There can be no doubt that further medical inquiry could be undertaken with a view towards development of the claim. However, under the benefit-of-the-doubt rule, where there exists “an approximate balance of positive and negative evidence regarding the merits of an issue material to the determination of the matter,” the Veteran shall prevail upon the issue. Ashley v. Brown, 6 Vet. App. 52, 59 (1993). In this case, the Board finds that there is “an approximate balance of positive and negative evidence regarding the merits of an issue material to the determination of the matter.” As such, this is a situation where the benefit-of-the-doubt doctrine applies. Accordingly, after resolving all doubt in the Veteran’s favor, the Board finds that service connection for prostate cancer is warranted. 38 U.S.C. § 5107(b); 38 C.F.R. § 3.102.
REMANDED ISSUE
Service Connection for Erectile Dysfunction
A disability may be service-connected on a secondary basis if it is proximately due to or the result of a service-connected disease or injury; or, if it is aggravated beyond its natural progress by a service-connected disease or injury. 38 U.S.C. § 1131; 38 C.F.R. § 3.310(a), (b). Here, the Veteran contends that his erectile dysfunction is secondary to his now service-connected prostate cancer. While VA treatment records dated in November 2016 indicate that the Veteran has a diagnosis of erectile dysfunction, there is no conclusive evidence showing that his erectile dysfunction is related to his prostate cancer.
The Veteran has not been afforded a VA examination for his erectile dysfunction. Thus, as he is now service-connected for prostate cancer, and as he maintains that his prostate cancer caused his erectile dysfunction, a remand is necessary for the AOJ to schedule him for an appropriate VA examination to determine the etiology of his erectile dysfunction.

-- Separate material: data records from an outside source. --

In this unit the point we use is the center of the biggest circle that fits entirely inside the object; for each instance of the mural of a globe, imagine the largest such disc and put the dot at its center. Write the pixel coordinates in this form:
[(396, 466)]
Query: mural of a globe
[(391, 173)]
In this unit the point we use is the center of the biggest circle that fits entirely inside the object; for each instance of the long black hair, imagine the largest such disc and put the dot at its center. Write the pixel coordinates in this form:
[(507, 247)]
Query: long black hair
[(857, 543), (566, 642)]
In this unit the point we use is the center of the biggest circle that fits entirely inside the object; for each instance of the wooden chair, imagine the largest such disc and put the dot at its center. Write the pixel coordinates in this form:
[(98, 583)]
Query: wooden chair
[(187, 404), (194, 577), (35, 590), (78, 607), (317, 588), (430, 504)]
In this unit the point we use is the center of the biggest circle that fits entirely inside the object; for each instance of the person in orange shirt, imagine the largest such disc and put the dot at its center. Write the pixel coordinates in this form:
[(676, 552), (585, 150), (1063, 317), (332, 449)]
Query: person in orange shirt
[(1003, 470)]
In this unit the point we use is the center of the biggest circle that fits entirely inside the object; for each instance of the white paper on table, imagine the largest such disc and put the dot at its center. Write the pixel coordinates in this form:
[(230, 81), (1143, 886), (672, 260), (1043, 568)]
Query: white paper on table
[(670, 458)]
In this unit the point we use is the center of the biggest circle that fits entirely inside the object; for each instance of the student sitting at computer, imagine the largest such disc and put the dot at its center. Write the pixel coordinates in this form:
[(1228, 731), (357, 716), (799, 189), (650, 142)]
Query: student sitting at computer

Accordingly, this matter is REMANDED for the following action:
1. Schedule the Veteran for an appropriate VA examination to determine the nature and etiology his erectile dysfunction. All studies, tests, and evaluations deemed necessary by the examiner should be performed. The examiner should review all pertinent records associated with the claims file. The examiner is asked to:
Opine whether the Veteran has erectile dysfunction that is at least as likely as not (50 percent probability or greater) caused, or aggravated (made worse), by—or is proximately due to—his now service-connected prostate cancer.
A rationale must be provided for all opinions expressed.
2. Readjudicate the issue of entitlement to service connection for erectile dysfunction as secondary to the service-connected prostate cancer.
THERESA M. CATINO
Veterans Law Judge
Board of Veterans’ Appeals
Attorney for the Board T. Trowers, Associate Counsel
The Board’s decision in this case is binding only with respect to the instant matter decided. This decision is not precedential and does not establish VA policies or interpretations of general applicability. 38 C.F.R. § 20.1303.